To this very day, Santorini still could not function the way it does without these animals.
The first tourists began to arrive in the early ‘60s — to an island that offered virtually nothing in the way of amenities. Many of the locals had literally never left their island before, so even seeing foreigners was an entirely new experience.
There was no chairlift in those days, so the only convenience offered to visitors was a mule or donkey ride to the village above. It was done out of necessity, but it became symbolic of the island even though the same is done at dozens of places with similar topographies around the world.
Tourism did not bring donkeys and mules
Tourism did not, however, bring the donkeys and mules to the island nor did tourists stop the animals from doing their normal work on the island. Tourism simply became an additional income stream for mule drivers, especially during summer months.
Eventually, ports and roads were built, the chairlift was established, and supplies were transported by semi trailers instead of mules. But the quaint ride on a mule was still associated strongly with the “Santorini tradition.”
Nobody would ever say that there aren’t owners who neglect their animals. I would like to think that no owner harms his animal on purpose, but there is no doubt that bad or ill-informed practices exist.
There is also the important point that a mule is not a donkey. There is a significant difference in size and strength. Most animals used on Santorini for construction work, as well as tourist transport, are mules.

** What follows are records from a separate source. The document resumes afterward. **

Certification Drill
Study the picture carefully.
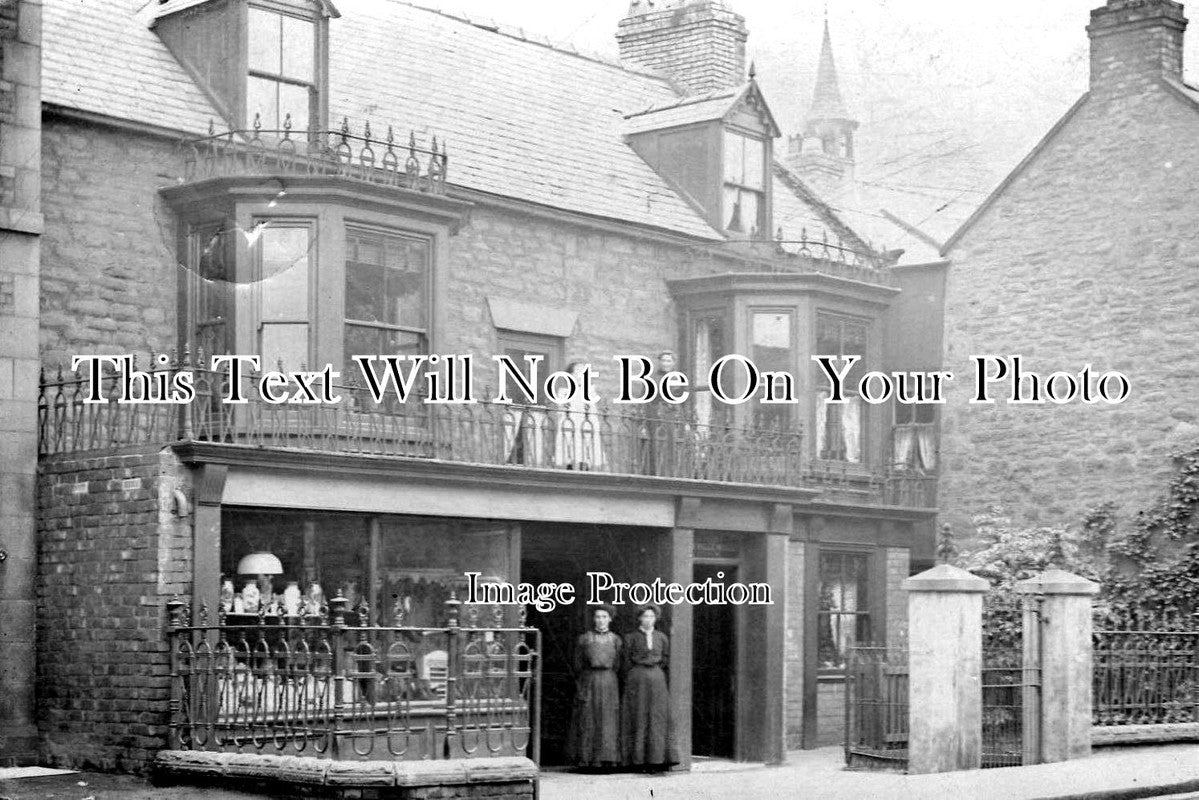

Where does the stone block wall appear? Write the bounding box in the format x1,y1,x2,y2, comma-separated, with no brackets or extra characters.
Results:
783,541,806,750
37,447,192,771
940,83,1199,547
41,118,180,366
0,0,42,766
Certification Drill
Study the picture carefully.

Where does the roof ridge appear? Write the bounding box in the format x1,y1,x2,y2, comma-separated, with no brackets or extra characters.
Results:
387,0,675,89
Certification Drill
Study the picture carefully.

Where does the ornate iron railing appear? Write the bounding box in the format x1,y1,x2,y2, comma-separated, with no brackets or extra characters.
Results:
1091,626,1199,726
168,597,541,762
181,114,450,194
37,361,936,507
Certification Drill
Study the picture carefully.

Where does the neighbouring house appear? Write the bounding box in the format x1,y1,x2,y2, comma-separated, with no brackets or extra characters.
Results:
940,0,1199,544
0,0,942,783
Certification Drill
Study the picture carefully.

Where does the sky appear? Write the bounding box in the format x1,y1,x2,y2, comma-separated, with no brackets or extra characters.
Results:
414,0,1199,240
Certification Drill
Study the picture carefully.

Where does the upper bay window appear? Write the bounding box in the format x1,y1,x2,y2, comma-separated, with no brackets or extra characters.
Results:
246,6,318,132
722,130,766,235
344,228,432,363
153,0,338,133
813,313,868,464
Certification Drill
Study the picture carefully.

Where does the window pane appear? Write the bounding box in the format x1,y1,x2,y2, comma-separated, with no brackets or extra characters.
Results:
741,190,765,234
741,137,766,190
261,323,308,369
248,7,282,74
257,227,308,321
277,83,309,131
345,231,429,330
724,131,745,184
246,78,283,131
282,16,315,83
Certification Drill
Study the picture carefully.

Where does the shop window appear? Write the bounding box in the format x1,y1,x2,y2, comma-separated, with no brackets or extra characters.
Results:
246,6,317,132
817,552,870,669
813,314,868,463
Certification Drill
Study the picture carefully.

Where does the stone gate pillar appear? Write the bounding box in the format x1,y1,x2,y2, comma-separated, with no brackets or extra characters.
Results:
1016,570,1099,762
903,564,988,775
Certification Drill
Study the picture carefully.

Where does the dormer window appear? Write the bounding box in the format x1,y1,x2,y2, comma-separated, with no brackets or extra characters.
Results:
153,0,338,133
723,130,766,235
246,6,317,131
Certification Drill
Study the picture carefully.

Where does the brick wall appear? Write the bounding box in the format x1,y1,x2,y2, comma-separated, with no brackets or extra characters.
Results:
0,0,42,766
41,119,179,365
941,84,1199,537
37,449,192,771
616,0,748,94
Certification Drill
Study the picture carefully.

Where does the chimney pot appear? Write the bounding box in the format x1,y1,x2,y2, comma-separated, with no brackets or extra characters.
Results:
1086,0,1187,96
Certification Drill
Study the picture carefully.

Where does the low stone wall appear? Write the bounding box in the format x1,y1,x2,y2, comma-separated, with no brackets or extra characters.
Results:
155,750,537,800
1091,722,1199,747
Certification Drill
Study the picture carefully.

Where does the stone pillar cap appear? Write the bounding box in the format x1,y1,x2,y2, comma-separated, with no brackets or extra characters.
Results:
903,564,990,594
1016,569,1099,596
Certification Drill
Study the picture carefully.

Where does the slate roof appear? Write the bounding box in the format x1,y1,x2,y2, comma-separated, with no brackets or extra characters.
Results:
43,0,863,247
42,0,221,133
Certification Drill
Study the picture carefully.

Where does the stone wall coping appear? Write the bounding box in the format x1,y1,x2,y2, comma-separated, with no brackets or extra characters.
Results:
903,564,990,594
155,750,537,789
1016,570,1099,596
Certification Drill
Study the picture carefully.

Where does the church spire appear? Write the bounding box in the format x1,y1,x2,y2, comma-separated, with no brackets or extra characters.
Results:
807,17,851,125
787,14,857,191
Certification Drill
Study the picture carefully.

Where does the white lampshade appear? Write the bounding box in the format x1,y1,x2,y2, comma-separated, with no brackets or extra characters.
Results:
237,553,283,575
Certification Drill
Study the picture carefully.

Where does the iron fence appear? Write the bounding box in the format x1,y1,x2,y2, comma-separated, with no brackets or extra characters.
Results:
845,646,909,769
181,114,450,194
37,360,936,507
168,597,541,762
1091,620,1199,726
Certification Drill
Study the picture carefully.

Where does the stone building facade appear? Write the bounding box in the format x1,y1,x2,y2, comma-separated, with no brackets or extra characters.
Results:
941,0,1199,535
0,0,942,782
0,0,43,766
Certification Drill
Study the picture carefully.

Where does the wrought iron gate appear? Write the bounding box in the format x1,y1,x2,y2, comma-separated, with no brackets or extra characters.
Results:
981,597,1041,769
845,646,908,769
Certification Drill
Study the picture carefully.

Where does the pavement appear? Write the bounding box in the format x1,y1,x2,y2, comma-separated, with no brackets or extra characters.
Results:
7,744,1199,800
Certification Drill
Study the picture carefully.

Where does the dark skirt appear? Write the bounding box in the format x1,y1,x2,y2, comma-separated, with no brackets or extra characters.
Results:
566,669,620,766
620,666,679,766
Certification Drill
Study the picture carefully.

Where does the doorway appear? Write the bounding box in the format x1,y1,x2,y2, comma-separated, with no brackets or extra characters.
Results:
691,564,737,758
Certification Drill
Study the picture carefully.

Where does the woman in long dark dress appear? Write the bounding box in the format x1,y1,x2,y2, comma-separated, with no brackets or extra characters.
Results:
566,607,621,769
620,606,679,770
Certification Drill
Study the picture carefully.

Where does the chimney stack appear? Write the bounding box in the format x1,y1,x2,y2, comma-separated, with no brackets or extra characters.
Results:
1086,0,1187,96
616,0,749,94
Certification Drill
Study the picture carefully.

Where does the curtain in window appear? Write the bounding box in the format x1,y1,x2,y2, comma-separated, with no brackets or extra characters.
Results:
916,426,936,469
892,425,916,467
840,397,862,463
829,581,857,663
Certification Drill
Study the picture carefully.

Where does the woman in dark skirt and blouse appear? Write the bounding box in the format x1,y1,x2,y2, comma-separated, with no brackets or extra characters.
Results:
620,606,679,770
566,606,621,769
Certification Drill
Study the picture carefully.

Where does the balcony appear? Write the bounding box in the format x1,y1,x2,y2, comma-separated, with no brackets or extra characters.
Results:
37,369,936,509
180,115,450,194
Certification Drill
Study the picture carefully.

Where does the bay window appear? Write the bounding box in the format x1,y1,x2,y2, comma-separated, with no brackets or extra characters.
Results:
343,228,432,365
691,312,729,429
749,311,795,431
817,552,872,669
252,221,312,369
891,391,936,471
814,313,868,463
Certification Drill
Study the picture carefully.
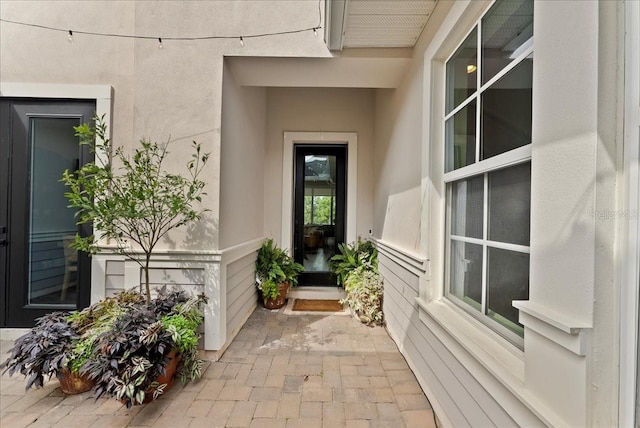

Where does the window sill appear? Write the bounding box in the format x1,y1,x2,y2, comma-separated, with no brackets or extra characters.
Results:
416,298,524,387
416,297,566,426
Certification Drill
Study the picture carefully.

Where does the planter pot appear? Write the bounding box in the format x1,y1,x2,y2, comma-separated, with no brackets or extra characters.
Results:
58,369,96,395
262,282,289,309
120,350,179,405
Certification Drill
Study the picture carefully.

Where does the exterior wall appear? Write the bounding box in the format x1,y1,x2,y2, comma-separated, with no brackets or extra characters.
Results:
264,88,374,244
0,0,330,350
226,253,258,344
374,1,624,426
221,59,267,248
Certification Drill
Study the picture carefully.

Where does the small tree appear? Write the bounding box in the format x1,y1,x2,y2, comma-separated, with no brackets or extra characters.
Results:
62,116,209,301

However, there is a lot to be said about awareness and training provided to owners. Not all, but some, are still stuck in mindsets they inherited from generations past. The world has changed around them in ways they cannot even comprehend.
They need to be brought into line with globally-accepted standards — and they need to understand that the island’s reputation is at stake. The local authorities need to apply new standards and laws, as well as create new facilities for the animals and their owners (all of which is being done at this point in time).
The moral of this story is not to be too quick to make judgement calls without being willing to ask questions, to seek context, and to verify the motives of the “news” source. Social media is creating a dangerous world in which the few can control the thinking and beliefs of the many.
In other words, everything is not always as it seems.
Michael Ermogenis is a management consultant and strategic advisor to the Santorini Chamber of Commerce. He lived in Oia for twelve years and is the founding member of the “Save Oia” Campaign. He is also the founding member of the Mediterranean Alliance, which includes the localities of Venice, Oia, Corfu, Dubrovnik, Rhodes & Crete.